Walnut Crusted Chicken with Honey and Brie

Half Baked Harvest hit us with another winner with this one. It’s from her Super Simple cookbook but I made a couple of adjustments to make it super simpler. (I don’t think it impacted the taste, and I called them all out below.) For a recipe with a long title like this one, it actually requires few ingredients and very little prep. The recipe’s author is great with food photography and spends a lot of time on presentation. I was starving so my version doesn’t look nearly as dramatic or gorgeous as hers, but it tasted dang good

The recipe calls for a dredge in buttermilk followed by a coating of the crust ingredients.
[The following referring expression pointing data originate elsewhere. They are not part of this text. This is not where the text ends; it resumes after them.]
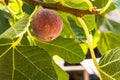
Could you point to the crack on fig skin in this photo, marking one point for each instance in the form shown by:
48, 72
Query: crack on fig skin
47, 25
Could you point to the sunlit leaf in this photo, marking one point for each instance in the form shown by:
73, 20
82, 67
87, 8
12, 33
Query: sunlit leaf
17, 29
4, 21
117, 3
26, 63
68, 49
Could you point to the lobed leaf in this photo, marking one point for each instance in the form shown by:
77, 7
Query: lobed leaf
17, 29
67, 48
26, 63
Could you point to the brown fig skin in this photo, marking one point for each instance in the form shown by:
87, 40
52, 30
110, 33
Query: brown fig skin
47, 25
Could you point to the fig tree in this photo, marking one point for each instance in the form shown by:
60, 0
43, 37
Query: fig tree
46, 24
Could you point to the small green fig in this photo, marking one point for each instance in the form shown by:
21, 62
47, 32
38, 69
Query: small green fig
47, 25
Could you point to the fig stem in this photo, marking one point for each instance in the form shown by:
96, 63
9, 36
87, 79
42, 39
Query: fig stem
59, 6
90, 45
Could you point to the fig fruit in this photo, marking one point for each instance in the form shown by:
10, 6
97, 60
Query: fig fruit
46, 24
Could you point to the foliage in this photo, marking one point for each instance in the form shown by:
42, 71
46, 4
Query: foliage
24, 57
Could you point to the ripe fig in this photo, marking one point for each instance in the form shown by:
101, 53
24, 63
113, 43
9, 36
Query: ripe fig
47, 25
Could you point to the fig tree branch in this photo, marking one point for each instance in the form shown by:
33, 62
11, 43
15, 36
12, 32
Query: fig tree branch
59, 6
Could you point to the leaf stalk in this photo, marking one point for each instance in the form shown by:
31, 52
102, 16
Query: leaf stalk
90, 44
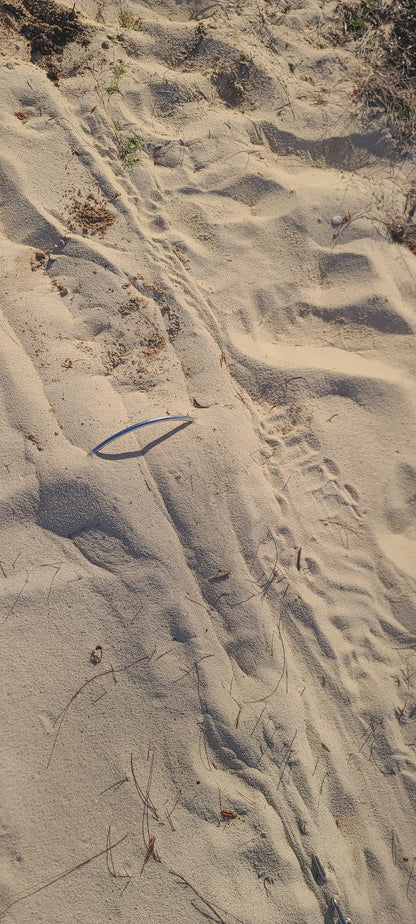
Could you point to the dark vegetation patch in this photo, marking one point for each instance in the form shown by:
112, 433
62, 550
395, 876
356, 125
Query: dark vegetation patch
48, 28
89, 213
386, 33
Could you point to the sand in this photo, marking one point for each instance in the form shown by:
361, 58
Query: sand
208, 630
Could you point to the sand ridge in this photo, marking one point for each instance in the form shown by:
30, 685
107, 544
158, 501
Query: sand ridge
249, 578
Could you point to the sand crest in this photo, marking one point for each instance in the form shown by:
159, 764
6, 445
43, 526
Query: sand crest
208, 630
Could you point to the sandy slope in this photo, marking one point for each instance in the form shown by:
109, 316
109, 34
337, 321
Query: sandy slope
257, 566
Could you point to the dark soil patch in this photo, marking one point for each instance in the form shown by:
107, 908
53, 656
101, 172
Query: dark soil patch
48, 28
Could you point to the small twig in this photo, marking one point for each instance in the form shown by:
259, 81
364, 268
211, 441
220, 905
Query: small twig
332, 520
47, 882
143, 796
204, 900
410, 877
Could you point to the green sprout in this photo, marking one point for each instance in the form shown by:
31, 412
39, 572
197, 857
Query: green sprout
129, 150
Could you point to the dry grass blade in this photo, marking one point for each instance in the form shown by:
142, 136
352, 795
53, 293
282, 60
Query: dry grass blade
48, 882
110, 670
204, 900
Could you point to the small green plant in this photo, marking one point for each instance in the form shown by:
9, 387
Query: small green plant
360, 16
129, 150
127, 19
404, 112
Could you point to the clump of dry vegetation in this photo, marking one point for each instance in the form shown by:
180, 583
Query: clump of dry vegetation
402, 228
386, 33
89, 213
47, 26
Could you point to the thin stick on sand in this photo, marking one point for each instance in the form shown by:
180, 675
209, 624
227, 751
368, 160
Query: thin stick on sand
47, 882
110, 670
204, 900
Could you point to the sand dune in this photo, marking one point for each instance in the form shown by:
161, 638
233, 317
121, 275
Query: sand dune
208, 630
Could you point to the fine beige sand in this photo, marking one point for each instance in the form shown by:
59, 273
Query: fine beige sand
208, 630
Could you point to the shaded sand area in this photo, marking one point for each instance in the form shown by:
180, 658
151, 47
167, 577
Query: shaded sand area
208, 630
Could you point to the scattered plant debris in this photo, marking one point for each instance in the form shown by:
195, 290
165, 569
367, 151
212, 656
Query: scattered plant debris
386, 33
48, 27
89, 213
129, 150
127, 19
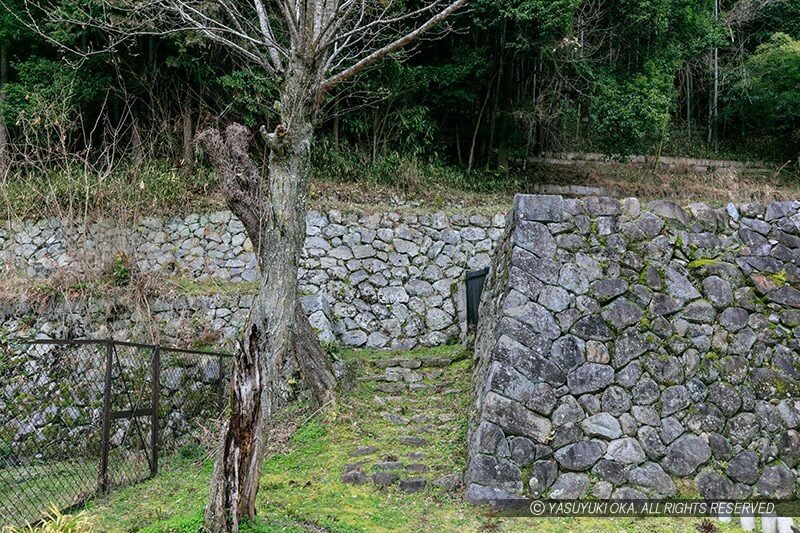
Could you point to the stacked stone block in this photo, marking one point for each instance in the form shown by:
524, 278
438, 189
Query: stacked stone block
625, 351
389, 279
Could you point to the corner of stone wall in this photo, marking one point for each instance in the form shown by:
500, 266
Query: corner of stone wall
627, 351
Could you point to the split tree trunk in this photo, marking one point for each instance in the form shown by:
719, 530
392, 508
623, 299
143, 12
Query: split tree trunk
273, 214
3, 130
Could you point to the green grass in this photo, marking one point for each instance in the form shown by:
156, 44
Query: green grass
300, 486
27, 490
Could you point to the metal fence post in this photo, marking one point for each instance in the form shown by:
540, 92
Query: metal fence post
103, 483
156, 383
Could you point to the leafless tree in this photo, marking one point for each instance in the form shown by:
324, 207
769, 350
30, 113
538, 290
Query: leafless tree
310, 46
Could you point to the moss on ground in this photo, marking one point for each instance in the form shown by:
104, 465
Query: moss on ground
300, 486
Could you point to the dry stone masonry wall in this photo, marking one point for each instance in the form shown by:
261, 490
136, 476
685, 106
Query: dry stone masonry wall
627, 351
384, 280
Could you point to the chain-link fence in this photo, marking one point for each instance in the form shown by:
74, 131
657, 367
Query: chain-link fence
78, 418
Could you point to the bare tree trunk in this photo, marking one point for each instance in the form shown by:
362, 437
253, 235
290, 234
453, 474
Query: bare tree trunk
273, 214
188, 151
3, 130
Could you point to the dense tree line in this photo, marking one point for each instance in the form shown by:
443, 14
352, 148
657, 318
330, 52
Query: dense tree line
515, 78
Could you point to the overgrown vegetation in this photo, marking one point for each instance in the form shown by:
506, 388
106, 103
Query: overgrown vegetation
520, 78
300, 487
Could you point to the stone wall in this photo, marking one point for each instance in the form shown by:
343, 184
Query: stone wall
627, 351
383, 280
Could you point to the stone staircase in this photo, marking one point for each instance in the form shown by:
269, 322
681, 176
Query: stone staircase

I didn’t have buttermilk so I dipped chicken tenders in beaten eggs (1-2 eggs will work for 1 lb of chicken) and then through a mixture of flour, finely chopped walnuts (I could have gone with an even smaller chop), thyme (recipe called for fresh; I did a healthy dash of dried), a pinch of cayenne, salt, and pepper. Press the nut mixture onto the chicken so it sticks and lay on a sprayed baking sheet. Drizzle the chicken with a little olive or avocado oil and bake at 375 for 15-20 minutes. (I flipped them at the 13ish minute mark.) While they’re cooking, mix honey and dijon mustard in whatever ratio you like best. (The recipe says to do this in a saucepan, but I think it works just fine to mix in a bowl. I used grainy mustard because it felt more French, just like the other flavors in this dish.) When the chicken comes out of the oven, drizzle the honey mustard all over it and top each chicken tender with a wedge of brie. Then stick it back in the oven for a few minutes so the cheese can get drippy and sexy lookin. Drizzle with some extra honey sauce and garnish with thyme if you’ve got the fresh stuff and feelin frisky.

When it comes to recipe cheeses, meaning: melty cheeses that you can throw on top of a dish or inside a casserole, mozzarella and cheddar are the go-tos. But who knew brie could be such a stunner when melting on top of chicken like this?! It looked and tasted downright decadent.